Miracle or Providence? Oklahoma House unanimously encourages OU to return ‘Shepherdess’

OKLAHOMA CITY – As the end of the 2015 legislative session neared there were a few bills still under consideration as the House of Representatives pressed to finish its business and adjourn “sine die.”

On the floor of the chamber in the state Capitol, Speaker of the House Jeffrey Hickman, R-Fairview, approached state Rep. Paul Wesselhoft, R-Moore.

They sat together for a few minutes, discussing the session and remaining issues of concern. Hickman asked to read a copy of Wesselhoft’s House Resolution 1026, which had not yet been considered.

Perhaps Hickman had read H.R. 1026 previously, but in the crush of a frantic session – largely dominated by concerns over comparatively tight state finances – it had not advanced on the agenda.
Hickman studied the text carefully for a time. After finishing, Wesselhoft reports the Speaker turned to him and said, “We need to run this.”

Moments later, by unanimous voice vote, the House approved H.R. 1026. Democratic Leader Scott Inman of Del City had encouraged his members not to object, procedurally, to pulling the measure to the floor for consideration, Capitol sources have said.

The resolution directs the Fred Jones Jr. Art Museum at the University of Oklahoma in Norman to engage in “provenance research” (looking into the chronology of the ownership and custody of an object) concerning “Shepherdess Bringing in the Sheep,” an Impressionist painting by Camille Pissaso. Leone Meyer, heir of the family that owned the painting, has long sought return of the piece stolen from her family by Nazis in France during World War II.

Rep. Wesselhoft, who briefed CapitolBeatOK on the resolution’s passage shortly after the House adjourned Friday evening, said in a past statement, “I have worked tirelessly to make sure my colleagues understand the story behind the painting.”

The measure notes that “during the Nazi era, 1933 through 1945, as a result of actions taken by the Nazis and their collaborators in furtherance of the Holocaust, objects were acquired through theft, confiscation, coercive transfer and other methods of wrongful expropriation.”

Museums, Wesselhoft’s resolution declares, “are not only required to act legally but also ethically and morally, as well as take affirmative steps to maintain integrity so as to warrant public confidence.”

Under ethical provisions honored by museums in the United States and around the world, curators and staff promise to make clear the origins of an art work, “if credible evidence of unlawful appropriation without subsequent restitution is discovered.”

The resolution encourages action by OU President David Boren and the member of the Board of Regents: “If it is determined from provenance research that an object in its collection was unlawfully appropriated during the Nazi era without subsequent restitution, the House of Representatives hereby directs the University of Oklahoma and the Fred Jones Jr Museum of Art to resolve the matter in an equitable, appropriate, and mutually agreeable manner, including restitution.”
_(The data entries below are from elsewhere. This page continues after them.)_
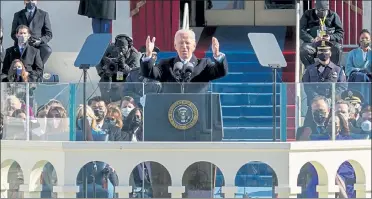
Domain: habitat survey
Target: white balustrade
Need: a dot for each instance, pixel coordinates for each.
(286, 159)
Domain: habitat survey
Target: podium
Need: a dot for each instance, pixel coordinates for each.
(189, 117)
(179, 117)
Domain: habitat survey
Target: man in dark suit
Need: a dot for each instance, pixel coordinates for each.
(199, 178)
(102, 13)
(39, 23)
(29, 55)
(204, 70)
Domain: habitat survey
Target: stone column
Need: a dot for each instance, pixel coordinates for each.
(31, 192)
(327, 191)
(67, 191)
(123, 191)
(229, 192)
(176, 191)
(285, 191)
(4, 190)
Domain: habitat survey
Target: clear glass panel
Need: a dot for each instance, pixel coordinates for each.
(225, 5)
(280, 4)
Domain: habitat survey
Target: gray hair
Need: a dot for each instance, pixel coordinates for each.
(184, 31)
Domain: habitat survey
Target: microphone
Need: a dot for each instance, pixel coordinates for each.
(177, 68)
(189, 67)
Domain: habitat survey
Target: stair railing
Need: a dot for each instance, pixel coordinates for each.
(298, 70)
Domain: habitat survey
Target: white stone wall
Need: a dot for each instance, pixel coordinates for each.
(286, 159)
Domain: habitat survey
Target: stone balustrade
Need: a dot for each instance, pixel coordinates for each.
(286, 159)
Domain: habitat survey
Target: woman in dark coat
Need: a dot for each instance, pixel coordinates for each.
(102, 13)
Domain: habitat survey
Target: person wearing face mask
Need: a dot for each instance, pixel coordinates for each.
(29, 55)
(120, 58)
(100, 111)
(319, 24)
(135, 88)
(126, 106)
(359, 61)
(322, 72)
(40, 25)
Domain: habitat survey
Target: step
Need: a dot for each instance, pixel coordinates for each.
(248, 99)
(234, 121)
(250, 66)
(244, 87)
(249, 111)
(259, 77)
(256, 133)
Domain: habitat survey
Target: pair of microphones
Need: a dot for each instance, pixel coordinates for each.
(183, 71)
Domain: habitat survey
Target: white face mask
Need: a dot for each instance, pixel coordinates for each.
(366, 126)
(126, 111)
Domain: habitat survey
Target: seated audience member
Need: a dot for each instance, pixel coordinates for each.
(40, 27)
(359, 61)
(365, 120)
(17, 72)
(100, 111)
(133, 128)
(57, 126)
(126, 106)
(135, 79)
(319, 76)
(320, 24)
(355, 99)
(29, 55)
(114, 116)
(303, 133)
(349, 112)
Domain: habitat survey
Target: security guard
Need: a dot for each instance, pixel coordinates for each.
(318, 24)
(322, 72)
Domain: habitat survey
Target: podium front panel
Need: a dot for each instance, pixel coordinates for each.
(182, 117)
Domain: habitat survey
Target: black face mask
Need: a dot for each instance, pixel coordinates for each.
(319, 117)
(321, 13)
(365, 43)
(324, 56)
(100, 114)
(30, 5)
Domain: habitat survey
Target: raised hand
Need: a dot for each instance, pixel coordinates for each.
(215, 47)
(150, 44)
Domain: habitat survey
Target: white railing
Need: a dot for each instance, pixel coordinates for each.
(286, 159)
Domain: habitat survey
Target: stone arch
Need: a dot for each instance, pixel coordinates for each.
(311, 172)
(157, 173)
(12, 176)
(103, 175)
(344, 169)
(256, 174)
(201, 177)
(43, 173)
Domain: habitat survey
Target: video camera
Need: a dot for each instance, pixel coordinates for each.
(111, 63)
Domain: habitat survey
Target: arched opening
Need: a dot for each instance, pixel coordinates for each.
(202, 180)
(97, 179)
(348, 174)
(310, 176)
(256, 179)
(150, 180)
(44, 174)
(11, 173)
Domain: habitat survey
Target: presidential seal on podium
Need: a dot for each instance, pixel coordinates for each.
(183, 114)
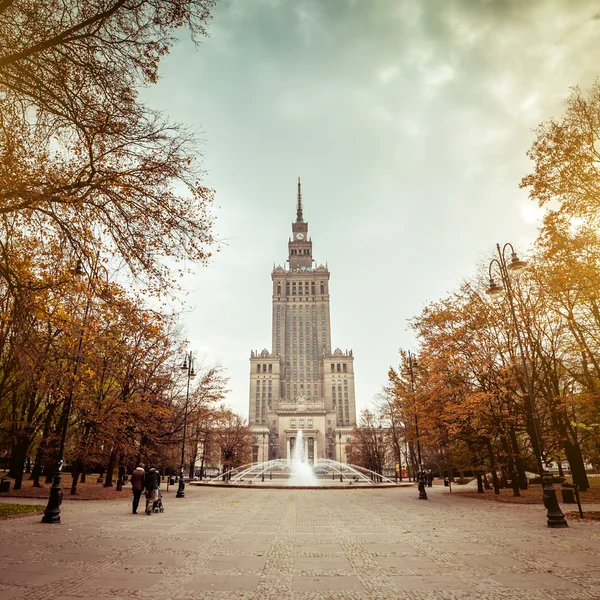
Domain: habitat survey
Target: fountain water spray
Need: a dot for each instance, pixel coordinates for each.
(302, 471)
The Pissaro painting has a “back story” similar to that of a masterful work at the center of “Woman in Gold,” an acclaimed motion picture starring Helen Mirren and Ryan Reynolds. In that matter, a California woman was able to regain custody of the painting Nazis stole from her family in Austria after the takeover of that country by the German Army in the 1930s. 

Friday evening, among those aware of the House chamber’s subdued but definitive action on H.R. 1026, a gentle debate was held during discussion of passage. One camp considered passed a “miracle,” but another called it a gift from “Providence.”

A miracle is a suspension of the rules of nature, such as a person’s resurrection from the dead, or instantaneous cure of a cancer or of a crippling disability.

On the other hand, an act of Providence is a matter of something beyond ourselves, arranging for women and men to collaborate, even if unknowingly, in a righteous deed.

As this story was written, debate on the matter had reached no definitive conclusion. The precise origins of this particular blessing or blessings will likely remain a matter of informed conjecture.

Still, in the course of human events, in this particular set of events, it seems that “Providence” might serve as the best source of understanding.